Improving E-region Neutral Wind Variability in Numerical Models Using LEO Magnetometer Data

The strongest ionospheric currents flow in general in the E‑region (~90-135 km) due to the high conductivities produced by dayside ionization. The solar quiet (Sq) current system arises from neutral winds pushing plasma across Earth’s magnetic field, generating electric fields and ionospheric currents. The strongest current at low latitude is the daytime equatorial electrojet (EEJ). While magnetic perturbations associated with these ionospheric currents are measured globally—both from ground-based observations and from low Earth orbit (LEO)—direct measurements of E‑region neutral winds remain extremely sparse. This gap limits our ability to quantify neutral wind variability on day-to-day timescales and hinders a full understanding of lower–upper atmospheric coupling and its influence on space weather phenomena such as neutral density and plasma variations. These challenges motivate the use of magnetic observations to better constrain neutral wind variability.

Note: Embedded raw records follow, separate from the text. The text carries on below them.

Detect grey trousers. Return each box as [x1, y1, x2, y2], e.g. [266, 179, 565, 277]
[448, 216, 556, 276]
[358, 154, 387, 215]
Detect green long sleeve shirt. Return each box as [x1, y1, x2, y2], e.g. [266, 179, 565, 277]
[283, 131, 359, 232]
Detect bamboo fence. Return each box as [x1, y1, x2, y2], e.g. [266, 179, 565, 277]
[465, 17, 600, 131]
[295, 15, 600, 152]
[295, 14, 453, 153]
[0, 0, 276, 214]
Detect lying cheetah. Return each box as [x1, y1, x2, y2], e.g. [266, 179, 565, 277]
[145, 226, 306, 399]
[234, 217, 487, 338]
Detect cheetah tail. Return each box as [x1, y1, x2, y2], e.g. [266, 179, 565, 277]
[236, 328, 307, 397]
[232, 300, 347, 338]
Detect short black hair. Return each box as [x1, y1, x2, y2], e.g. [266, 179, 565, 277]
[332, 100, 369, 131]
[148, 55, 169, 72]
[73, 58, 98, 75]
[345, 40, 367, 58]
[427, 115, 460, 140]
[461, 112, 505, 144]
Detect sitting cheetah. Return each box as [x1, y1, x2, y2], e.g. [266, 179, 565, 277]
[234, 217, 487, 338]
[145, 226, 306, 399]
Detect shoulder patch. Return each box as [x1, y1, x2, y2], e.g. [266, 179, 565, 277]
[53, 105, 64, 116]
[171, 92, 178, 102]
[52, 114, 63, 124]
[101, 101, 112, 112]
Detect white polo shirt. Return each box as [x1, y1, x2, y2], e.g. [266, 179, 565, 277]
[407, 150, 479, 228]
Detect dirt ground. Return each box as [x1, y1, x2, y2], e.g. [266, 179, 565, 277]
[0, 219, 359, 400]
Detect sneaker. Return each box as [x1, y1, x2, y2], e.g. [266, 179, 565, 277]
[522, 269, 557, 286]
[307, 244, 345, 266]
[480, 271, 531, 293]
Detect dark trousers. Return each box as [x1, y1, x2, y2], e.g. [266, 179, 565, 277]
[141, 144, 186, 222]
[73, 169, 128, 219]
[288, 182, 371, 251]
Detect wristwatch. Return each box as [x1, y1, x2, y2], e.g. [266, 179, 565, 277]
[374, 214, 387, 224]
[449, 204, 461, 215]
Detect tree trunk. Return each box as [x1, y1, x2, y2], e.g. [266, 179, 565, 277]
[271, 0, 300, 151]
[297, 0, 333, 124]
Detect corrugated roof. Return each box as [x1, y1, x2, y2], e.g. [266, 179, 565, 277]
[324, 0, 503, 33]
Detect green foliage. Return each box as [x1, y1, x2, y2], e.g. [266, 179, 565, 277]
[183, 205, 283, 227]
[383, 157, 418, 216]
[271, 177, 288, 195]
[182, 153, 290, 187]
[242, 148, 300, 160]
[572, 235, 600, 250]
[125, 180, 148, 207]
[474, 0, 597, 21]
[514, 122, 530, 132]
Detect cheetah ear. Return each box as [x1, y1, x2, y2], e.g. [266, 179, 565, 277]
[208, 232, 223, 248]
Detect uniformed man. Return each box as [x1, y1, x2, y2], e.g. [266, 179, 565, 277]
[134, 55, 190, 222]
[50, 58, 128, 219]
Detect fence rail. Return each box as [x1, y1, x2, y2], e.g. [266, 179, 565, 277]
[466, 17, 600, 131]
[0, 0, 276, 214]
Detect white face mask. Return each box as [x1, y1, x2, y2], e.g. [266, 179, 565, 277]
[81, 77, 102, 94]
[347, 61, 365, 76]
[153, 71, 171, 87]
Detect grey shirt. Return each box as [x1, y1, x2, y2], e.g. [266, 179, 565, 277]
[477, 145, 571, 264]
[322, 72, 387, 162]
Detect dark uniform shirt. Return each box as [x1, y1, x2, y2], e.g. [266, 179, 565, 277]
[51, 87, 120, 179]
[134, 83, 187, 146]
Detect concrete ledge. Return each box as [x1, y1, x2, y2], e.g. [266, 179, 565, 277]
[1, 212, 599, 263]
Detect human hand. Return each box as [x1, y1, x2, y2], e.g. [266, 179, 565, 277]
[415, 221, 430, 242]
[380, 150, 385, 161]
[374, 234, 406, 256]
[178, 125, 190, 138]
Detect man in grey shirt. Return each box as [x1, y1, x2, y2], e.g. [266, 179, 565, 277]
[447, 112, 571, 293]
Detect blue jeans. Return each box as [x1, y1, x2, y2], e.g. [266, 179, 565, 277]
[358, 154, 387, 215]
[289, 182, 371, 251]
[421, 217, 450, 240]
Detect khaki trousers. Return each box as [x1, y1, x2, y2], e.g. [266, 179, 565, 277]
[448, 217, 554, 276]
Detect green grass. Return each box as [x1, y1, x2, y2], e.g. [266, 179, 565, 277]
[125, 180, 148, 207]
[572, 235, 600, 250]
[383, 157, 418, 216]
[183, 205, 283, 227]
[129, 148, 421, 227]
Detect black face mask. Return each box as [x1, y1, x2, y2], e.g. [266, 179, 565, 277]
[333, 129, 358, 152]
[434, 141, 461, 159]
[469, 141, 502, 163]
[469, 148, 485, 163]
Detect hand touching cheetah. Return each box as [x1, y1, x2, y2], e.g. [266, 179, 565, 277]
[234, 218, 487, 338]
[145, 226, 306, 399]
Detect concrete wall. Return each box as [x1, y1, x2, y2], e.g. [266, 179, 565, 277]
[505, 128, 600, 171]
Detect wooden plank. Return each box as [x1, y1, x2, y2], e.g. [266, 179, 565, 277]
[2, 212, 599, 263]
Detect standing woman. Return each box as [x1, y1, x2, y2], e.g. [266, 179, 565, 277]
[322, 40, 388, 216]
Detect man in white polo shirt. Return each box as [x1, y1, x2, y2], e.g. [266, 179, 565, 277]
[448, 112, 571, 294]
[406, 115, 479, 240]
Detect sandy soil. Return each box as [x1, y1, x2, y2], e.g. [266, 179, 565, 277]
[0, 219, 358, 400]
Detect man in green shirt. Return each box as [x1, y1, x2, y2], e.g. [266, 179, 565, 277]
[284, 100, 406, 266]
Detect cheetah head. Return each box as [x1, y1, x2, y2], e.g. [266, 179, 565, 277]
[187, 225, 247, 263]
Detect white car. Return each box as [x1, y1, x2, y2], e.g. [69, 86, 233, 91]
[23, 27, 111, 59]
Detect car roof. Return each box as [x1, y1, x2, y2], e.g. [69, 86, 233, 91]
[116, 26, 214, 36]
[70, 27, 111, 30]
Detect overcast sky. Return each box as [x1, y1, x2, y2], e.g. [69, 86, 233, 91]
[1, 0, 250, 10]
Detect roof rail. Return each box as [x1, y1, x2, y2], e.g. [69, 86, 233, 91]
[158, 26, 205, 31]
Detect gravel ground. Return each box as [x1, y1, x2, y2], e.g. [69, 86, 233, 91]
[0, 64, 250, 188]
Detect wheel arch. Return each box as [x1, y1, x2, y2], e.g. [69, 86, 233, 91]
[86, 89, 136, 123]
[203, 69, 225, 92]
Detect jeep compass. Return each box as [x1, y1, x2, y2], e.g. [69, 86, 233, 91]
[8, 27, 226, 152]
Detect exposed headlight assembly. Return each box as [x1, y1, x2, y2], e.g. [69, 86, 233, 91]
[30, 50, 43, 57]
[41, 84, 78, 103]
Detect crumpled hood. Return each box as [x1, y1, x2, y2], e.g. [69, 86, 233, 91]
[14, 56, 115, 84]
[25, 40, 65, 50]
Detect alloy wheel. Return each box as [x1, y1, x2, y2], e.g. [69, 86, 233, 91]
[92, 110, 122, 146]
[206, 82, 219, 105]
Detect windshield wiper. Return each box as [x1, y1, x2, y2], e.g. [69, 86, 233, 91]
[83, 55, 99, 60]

In this presentation, we introduce atmospheric tides embedded in the neutral wind and their role in driving the wind dynamo. We illustrate how major tidal components contribute to the dynamo and the resulting magnetic signatures. We then present a data‑driven framework that combines ground-based magnetometer observations with ensemble modeling using the Thermosphere–Ionosphere–Electrodynamo General Circulation Model (TIEGCM) and an ionospheric electrodynamo model that simulates the full 3D current system and associated magnetic perturbations. This approach enables the estimation of hourly tidal variations at the TIEGCM lower boundary (~97 km altitude) and improves the representation of global EEJ variability. The simulation with improved winds is validated against LEO magnetic perturbation measurements, demonstrating that the agreement improves even in regions with limited data coverage. The results highlight the potential of magnetometer data to constrain tidal dynamics and enhance global modeling of equatorial electrodynamics.